It has been known for a thousand years or more (originating in China) that certain (magnetic) materials would always orientate    themselves in a  particular direction if suspended to rotate freely. The very earliest experiments in magnetism were done with these materials (permanent magnets)  and  these  clearly  showed  that two pieces of these materials were able to exert some force at a distance. This force is analogous to gravitational force. We know from our own experience that it exists. Physicists theorise on the causes whilst engineers are more concerned with being able to measure the practical effect and put it to use by devising a suitable method of analysis.

Very early experiments by Oersted and Ampere showed that a current carrying conductor also had an effect on magnetic material    in    its  vicinity.   Magnetic compasses   placed    near    to    a    current carrying conductor were deflected. He also found that the direction of deflection depended on the position relative to the wire.
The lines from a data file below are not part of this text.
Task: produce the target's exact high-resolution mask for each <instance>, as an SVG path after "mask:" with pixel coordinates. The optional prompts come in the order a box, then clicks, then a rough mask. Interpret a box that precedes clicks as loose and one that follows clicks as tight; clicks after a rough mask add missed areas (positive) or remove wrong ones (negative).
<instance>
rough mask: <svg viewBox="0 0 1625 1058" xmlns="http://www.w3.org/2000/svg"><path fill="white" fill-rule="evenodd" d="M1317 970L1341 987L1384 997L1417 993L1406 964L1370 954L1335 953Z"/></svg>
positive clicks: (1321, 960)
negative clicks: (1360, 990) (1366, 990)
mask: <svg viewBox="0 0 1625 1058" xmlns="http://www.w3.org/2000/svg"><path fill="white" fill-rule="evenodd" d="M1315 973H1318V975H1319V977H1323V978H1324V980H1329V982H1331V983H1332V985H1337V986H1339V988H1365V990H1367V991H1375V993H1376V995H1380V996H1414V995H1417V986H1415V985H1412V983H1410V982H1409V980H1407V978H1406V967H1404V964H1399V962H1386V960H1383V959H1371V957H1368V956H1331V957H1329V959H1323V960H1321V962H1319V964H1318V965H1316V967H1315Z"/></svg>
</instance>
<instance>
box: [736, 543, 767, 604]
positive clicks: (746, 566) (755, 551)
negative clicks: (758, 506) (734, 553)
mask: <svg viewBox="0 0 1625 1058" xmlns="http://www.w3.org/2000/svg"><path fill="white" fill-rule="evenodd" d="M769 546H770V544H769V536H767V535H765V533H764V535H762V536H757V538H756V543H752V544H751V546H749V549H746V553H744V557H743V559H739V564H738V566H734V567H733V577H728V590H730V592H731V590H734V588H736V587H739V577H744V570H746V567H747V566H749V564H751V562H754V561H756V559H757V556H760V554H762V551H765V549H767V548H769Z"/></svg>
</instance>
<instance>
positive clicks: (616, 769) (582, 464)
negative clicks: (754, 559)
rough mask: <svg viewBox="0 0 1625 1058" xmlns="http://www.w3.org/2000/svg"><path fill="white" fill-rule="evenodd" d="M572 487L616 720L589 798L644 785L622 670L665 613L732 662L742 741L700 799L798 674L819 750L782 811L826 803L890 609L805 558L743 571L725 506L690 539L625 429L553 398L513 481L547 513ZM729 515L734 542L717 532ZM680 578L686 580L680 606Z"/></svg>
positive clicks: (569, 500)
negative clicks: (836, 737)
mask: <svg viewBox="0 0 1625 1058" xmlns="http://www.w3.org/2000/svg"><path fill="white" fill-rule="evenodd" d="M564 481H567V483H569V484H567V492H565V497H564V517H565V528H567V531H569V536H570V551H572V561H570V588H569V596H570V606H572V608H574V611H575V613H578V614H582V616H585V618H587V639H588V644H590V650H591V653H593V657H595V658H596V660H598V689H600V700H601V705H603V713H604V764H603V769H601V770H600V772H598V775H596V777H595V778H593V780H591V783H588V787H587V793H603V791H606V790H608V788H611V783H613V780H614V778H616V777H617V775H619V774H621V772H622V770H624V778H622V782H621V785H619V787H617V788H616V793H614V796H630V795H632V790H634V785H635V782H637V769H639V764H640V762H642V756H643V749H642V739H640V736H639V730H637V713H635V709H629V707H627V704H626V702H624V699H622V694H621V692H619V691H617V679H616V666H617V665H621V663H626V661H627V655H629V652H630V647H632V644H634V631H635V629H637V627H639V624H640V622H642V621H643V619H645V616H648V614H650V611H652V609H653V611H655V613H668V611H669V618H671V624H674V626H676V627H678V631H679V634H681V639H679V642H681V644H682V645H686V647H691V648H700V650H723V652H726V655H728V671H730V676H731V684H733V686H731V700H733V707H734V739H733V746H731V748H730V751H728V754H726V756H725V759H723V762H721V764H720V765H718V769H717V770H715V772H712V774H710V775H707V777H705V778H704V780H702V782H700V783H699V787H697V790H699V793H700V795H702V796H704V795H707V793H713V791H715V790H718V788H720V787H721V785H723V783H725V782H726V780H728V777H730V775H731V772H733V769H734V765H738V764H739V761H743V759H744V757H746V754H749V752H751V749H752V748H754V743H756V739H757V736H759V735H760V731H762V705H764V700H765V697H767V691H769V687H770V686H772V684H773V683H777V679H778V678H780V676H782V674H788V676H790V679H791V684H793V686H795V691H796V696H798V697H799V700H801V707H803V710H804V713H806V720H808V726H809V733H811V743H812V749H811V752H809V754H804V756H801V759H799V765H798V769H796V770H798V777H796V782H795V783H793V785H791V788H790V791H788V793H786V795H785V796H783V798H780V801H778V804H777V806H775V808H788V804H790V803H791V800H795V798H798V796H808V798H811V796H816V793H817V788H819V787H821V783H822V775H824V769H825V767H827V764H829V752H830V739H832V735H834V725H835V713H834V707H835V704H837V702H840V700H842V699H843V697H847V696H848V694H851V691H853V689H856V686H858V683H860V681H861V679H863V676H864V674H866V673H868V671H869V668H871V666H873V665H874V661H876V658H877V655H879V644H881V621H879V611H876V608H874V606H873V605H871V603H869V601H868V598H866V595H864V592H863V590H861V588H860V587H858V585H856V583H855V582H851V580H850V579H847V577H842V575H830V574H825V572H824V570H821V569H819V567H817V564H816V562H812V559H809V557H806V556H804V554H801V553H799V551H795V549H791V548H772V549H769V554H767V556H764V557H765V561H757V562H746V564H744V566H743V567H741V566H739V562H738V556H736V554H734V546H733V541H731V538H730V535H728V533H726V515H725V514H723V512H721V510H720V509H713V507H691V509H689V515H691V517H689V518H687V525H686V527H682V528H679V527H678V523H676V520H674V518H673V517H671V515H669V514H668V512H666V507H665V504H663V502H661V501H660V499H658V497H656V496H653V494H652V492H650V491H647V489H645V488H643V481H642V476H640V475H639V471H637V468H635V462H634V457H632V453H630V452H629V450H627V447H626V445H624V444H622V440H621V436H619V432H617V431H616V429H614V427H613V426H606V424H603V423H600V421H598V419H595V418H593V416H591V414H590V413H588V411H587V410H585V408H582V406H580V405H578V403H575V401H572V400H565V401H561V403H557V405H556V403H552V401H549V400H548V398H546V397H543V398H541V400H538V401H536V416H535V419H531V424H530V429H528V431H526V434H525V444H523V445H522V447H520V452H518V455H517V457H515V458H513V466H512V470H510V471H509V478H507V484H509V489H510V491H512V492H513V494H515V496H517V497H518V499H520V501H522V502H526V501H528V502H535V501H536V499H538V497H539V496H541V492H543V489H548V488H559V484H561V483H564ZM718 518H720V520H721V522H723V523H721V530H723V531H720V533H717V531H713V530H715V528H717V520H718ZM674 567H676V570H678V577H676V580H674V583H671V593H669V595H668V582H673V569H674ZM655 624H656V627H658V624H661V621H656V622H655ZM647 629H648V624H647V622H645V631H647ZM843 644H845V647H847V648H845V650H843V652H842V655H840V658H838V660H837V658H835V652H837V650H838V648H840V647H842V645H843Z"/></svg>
Those above the wire were deflected in the opposite direction to  those placed below. Ampere quantified the strength of this force in terms of the current and the distance involved.
 

In    order  to  be    able   to  relate   these observations to analysis, the concept of a magnetic field was introduced.The presence of a magnetic field may be visualised  by  drawing   imaginary continuous  lines  of    'magnetic  flux',  the density of which is a measure of the strength of the field  in a given material. Arrows are added to the flux lines to indicate the direction of the magnetic field, from which the  direction  of the  force  it produces on, for example, compass needles and current carrying conductors can be deduced. Convention has it that the magnetic field strength is denoted by the symbol H  (ampere.turns),  whilst magnetic  flux density  is  given  the symbol B (Webers/m2).